La pomme glisse entre mes dents. Je crois pouvoir penser que je n'en avais jamais croquée ni avalée goulûment à ce point. Lorsque j'ai terminé, je m'assois quelques instants, triste d'avoir réintégrée mon appartement, ma propre cellule ; mes étagères étaient remplies de toiles, des peintures. Difficile de dire que l'autrice de l'œil noir puisse encore avoir un joli coup de pinceau – et qui soit encore assez gai pour oser les belles couleurs – puis je me penche sur le côté pour regarder tout autre chose : un cadre sur la table, je m'y vois, pâle et faible, les yeux rieurs, aux côtés de la vieille, quand elle souriait encore. La photo est belle, je l'aimais, je l'aime, je l'aimerai toujours ; là, posée devant moi, elle est ceinte de six bouquets de fleurs... tous des présents d'elle. Des fleurs de pensées, des tulipes, des roses blanches... Malgré son apparente folie, le sens du goût est encore sien.

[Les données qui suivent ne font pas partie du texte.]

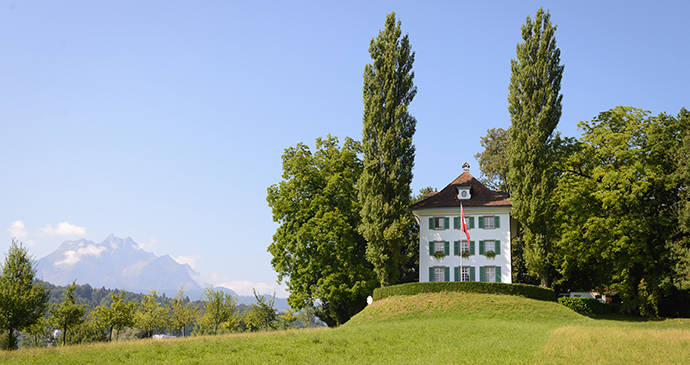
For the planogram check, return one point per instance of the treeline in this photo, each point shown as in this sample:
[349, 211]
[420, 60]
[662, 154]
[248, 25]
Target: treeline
[609, 211]
[39, 314]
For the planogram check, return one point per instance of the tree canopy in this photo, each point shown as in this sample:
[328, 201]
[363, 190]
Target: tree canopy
[534, 103]
[317, 249]
[23, 300]
[384, 187]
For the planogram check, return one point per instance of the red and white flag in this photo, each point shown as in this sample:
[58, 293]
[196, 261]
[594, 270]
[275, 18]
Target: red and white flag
[463, 225]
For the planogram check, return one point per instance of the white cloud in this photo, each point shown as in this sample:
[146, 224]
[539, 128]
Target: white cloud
[63, 229]
[191, 260]
[17, 230]
[147, 246]
[72, 257]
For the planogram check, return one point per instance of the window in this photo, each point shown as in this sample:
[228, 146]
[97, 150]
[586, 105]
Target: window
[489, 246]
[438, 274]
[490, 274]
[489, 222]
[439, 222]
[439, 246]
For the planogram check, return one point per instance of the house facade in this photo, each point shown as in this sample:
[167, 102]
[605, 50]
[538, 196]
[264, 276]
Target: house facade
[442, 242]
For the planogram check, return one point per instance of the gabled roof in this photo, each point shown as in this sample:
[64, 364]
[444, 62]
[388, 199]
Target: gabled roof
[448, 197]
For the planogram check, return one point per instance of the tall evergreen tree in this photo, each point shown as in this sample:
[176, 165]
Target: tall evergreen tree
[23, 300]
[384, 188]
[535, 107]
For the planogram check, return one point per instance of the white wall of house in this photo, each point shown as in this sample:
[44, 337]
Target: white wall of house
[428, 237]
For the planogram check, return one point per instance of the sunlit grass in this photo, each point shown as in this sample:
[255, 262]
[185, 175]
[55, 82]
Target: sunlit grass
[429, 328]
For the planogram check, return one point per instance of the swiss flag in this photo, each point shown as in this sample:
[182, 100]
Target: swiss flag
[463, 225]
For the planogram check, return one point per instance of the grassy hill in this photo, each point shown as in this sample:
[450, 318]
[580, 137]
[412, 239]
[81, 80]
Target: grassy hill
[427, 328]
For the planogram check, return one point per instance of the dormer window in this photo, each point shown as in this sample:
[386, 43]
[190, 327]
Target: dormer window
[464, 193]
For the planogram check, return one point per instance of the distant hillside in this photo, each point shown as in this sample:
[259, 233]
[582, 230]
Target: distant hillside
[117, 263]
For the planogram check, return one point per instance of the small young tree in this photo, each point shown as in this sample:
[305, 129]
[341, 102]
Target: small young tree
[152, 315]
[118, 315]
[182, 313]
[219, 308]
[23, 300]
[68, 314]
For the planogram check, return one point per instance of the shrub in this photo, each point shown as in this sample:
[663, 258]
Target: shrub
[527, 291]
[587, 305]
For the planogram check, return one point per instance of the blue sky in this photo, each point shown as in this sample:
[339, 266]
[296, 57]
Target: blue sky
[165, 121]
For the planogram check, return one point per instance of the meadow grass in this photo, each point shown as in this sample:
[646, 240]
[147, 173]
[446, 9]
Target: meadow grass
[441, 328]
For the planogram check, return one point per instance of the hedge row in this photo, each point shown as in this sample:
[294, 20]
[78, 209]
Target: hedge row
[588, 305]
[528, 291]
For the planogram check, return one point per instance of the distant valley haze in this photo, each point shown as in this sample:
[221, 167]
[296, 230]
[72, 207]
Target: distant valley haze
[117, 263]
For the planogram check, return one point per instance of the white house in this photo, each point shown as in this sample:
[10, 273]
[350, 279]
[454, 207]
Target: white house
[487, 215]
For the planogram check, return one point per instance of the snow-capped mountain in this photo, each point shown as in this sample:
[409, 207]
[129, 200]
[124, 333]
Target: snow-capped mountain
[117, 263]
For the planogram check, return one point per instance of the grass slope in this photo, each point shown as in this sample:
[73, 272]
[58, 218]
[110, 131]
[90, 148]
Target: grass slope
[427, 328]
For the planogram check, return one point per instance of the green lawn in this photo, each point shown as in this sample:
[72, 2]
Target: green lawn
[427, 328]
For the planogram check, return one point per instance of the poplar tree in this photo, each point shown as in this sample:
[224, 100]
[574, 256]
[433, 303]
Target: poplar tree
[535, 107]
[384, 187]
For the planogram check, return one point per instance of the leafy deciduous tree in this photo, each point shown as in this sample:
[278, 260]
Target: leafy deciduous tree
[118, 315]
[182, 313]
[317, 249]
[384, 188]
[219, 308]
[23, 300]
[68, 314]
[615, 207]
[535, 107]
[151, 315]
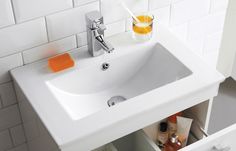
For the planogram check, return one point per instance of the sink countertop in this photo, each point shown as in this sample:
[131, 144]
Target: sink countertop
[109, 124]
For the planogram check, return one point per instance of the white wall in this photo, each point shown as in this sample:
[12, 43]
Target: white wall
[223, 108]
[227, 56]
[31, 30]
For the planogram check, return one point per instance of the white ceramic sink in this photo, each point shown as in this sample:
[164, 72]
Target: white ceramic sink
[85, 91]
[159, 78]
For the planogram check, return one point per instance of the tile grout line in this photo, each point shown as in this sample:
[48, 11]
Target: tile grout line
[46, 26]
[37, 46]
[23, 60]
[171, 8]
[12, 142]
[53, 13]
[13, 12]
[73, 3]
[1, 104]
[76, 38]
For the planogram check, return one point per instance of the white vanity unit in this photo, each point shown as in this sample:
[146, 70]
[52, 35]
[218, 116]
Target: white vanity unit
[69, 110]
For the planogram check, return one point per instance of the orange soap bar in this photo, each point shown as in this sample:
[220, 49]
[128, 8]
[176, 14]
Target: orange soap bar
[60, 62]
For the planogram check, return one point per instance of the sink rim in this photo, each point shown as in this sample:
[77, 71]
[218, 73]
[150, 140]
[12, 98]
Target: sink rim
[84, 127]
[157, 50]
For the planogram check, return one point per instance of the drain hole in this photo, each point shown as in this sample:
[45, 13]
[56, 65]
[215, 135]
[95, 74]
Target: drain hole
[115, 100]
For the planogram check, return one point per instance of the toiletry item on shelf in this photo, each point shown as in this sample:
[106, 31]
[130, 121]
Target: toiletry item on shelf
[172, 123]
[60, 62]
[173, 143]
[163, 135]
[183, 128]
[142, 30]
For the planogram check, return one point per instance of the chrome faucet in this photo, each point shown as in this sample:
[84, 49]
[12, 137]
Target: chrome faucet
[95, 34]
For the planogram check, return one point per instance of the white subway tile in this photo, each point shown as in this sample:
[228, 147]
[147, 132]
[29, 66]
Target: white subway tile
[9, 117]
[0, 102]
[115, 28]
[29, 9]
[69, 22]
[154, 4]
[113, 11]
[7, 94]
[82, 39]
[5, 140]
[196, 45]
[218, 5]
[162, 15]
[22, 36]
[181, 31]
[49, 49]
[185, 10]
[212, 43]
[82, 2]
[128, 24]
[22, 147]
[6, 14]
[206, 25]
[17, 134]
[8, 63]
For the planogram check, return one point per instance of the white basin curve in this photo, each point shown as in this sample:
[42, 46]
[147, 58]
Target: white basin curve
[85, 91]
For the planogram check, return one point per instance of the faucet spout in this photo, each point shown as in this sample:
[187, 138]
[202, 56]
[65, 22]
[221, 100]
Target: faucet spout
[95, 34]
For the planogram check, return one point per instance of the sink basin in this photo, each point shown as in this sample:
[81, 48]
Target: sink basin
[158, 78]
[85, 91]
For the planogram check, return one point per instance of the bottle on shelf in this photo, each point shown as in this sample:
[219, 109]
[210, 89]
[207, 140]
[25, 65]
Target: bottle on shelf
[172, 123]
[163, 134]
[173, 143]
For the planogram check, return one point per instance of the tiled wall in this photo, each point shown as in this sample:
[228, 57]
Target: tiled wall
[31, 30]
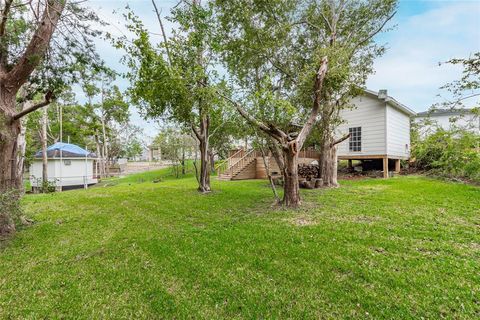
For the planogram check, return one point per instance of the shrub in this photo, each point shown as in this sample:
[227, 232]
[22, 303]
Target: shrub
[454, 153]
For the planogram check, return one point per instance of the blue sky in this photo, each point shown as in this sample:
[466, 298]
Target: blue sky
[425, 33]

Maintenant, je n'ai plus faim de rien. Je... Je... J'ai envie de l'appeler. Non, ce ne serait pas une bonne idée, elle...
Téléphone ! Non... Pas déjà. Ces objets sont tous sauf utile. Ils te rappellent constamment que tu dois être disponible, un geôlier technologique qui ne nous laisse jamais découdre avec la réalité ou la liberté si tant est qu'il y en ait une. Une toile ardente, qui te brûle et te lie à ce qu'il y a de plus déplaisant ; adieu, vie de solitude quand tu possèdes pareil gadget ! Adieu vie de quiétude lorsque tu dois rester joignable ! En parlant de liberté, vais-je un jour terminer seule dans un asile ? Peut-être que lorsque je serai devenue folle, je serai moins bien conservée ? Je m'arracherai les cheveux et les vêtements, je hurlerai à tout va. Qui sait ? J'ai beau avoir perdu mon père, et ma mère... dans une moindre mesure... cela me semble impossible pour le moment. Bon, le téléphone contre mon oreille, je m'attends déjà à une multitude de question de la part de...
— Salut.
— Mère ?
— Tout à l'heure, tu es partie un peu vite, me murmure-t-elle d'un ton las.
— Quoi, tu ne vas pas me dire que je te manque déjà ?
— ...
— Je vais repasser si tu veux. Attends-moi.
— Non, il est tard.
— Quoi ?
— Nous autres ne vivons jamais bien longtemps par ici.
— Qu'est-ce que tu racontes ? Tu es toujours là-bas, rassure-moi ?
— Nous autres femmes. Voilà de qui je parlais. N'oublie jamais : pour les hommes sont les femmes ce que sont les lucioles pour les âmes, me confie-t-elle avec un degré de douceur dont elle n'avais jamais fait preuve jusqu'à maintenant.
— Tu délires.
— Adieu, ma belle.
— Non, attends ! Attends, je vais repasser ! Maman ! Maman !!